For the benefit of those who might not be aware, Siri's recent AI-powered features have largely fallen flat, with Apple taking the rare step earlier in March of admitting as much in sugar-coated words:

"We’ve also been working on a more personalised Siri, giving it more awareness of your personal context, as well as the ability to take action for you within and across your apps. It’s going to take us longer than we thought to deliver on these features and we anticipate rolling them out in the coming year."

Of course, this order represents a win for Super Micro Computer and Dell, both of whom are currently the leading suppliers of AI server racks.

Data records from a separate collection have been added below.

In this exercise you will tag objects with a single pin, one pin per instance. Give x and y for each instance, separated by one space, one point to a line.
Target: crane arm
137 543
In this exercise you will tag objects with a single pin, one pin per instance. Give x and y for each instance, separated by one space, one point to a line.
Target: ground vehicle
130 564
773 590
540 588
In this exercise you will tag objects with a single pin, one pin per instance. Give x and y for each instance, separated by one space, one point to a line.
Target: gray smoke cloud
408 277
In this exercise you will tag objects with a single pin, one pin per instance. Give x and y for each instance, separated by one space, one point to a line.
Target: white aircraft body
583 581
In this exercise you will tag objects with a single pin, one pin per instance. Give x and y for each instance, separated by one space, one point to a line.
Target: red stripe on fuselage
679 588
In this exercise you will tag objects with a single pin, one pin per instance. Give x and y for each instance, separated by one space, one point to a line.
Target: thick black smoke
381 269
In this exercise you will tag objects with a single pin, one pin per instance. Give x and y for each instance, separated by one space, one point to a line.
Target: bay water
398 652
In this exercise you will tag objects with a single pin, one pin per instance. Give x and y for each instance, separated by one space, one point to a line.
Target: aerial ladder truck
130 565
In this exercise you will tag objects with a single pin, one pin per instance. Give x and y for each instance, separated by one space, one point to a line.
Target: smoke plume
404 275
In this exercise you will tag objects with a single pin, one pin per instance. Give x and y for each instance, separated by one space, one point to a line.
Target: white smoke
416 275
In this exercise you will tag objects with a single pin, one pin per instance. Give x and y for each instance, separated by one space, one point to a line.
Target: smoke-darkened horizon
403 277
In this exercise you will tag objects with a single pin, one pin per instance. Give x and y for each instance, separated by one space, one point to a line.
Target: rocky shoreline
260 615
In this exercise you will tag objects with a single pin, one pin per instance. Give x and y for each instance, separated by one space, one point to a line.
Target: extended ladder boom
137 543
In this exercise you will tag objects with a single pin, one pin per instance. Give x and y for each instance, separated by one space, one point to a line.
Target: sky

As we noted recently, Super Micro Computer is currently at the apex of the hardware stocks leadership board, with gains of ~40 percent so far this year.

This rally has now prompted Goldman Sachs to grow cautious on Super Micro Computer's near-term prospects, with the analyst Michael Ng slashing the rating on Super Micro Computer shares to 'Sell' from 'Neutral,' and lowering the stock price target for the firm to $32 (which reflects 9x NTM+1Y EPS) vs. the previous peg at $40 (based on a 10x multiple).

The analyst also expects "SMCI's valuation premium (12X NTM+1 P/E) to server OEM peers (e.g., DELL at 9x) to converge over time on lack of differentiation in AI server product & risks from customer & supplier concentration."